The Interactive HCM map is available at https://silicofcm.eu/interactive-map/. It is hosted on the MINERVA (Molecular Interaction NEtwoRks VisuAlization) platform [35–37] which interfaces with DrugBank [5], ChEMBL [6], CTDbase [7], and miRTarBase [8]. The majority of the proteins that have a 3D structure already resolved and available in the Protein Data Bank can be directly visualized and explored using MolArt [38], a built-in MINERVA platform visualization tool.

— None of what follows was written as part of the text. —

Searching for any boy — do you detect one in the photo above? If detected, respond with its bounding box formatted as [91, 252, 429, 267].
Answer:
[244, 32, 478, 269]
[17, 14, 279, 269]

Plugins enable additional onsite analysis. In maps with defined pathway areas, the Gene set enrichment analysis (GSEA) plugin [37] retrieves active data overlays and performs enrichment analysis, highlighting pathways significantly enriched for data overlays. These data can be user-provided. Adverse drug reactions plugin [37] links an external data file to the corresponding map elements. Targets of drugs with identified adverse reactions are shown in the map and can be filtered. The Disease-variant associations plugin [37] indicates genes with variants associated with a given disease [37]. Map exploration plugin [37] enables focused molecular interaction network exploration (e.g., of the neighborhood of a molecule appearing multiple times in a network) [37]. Centrality plugin [39] calculates network topology values. Overlays plugin [39] automatically creates, displays, or removes multiple overlays from uploaded data files [39].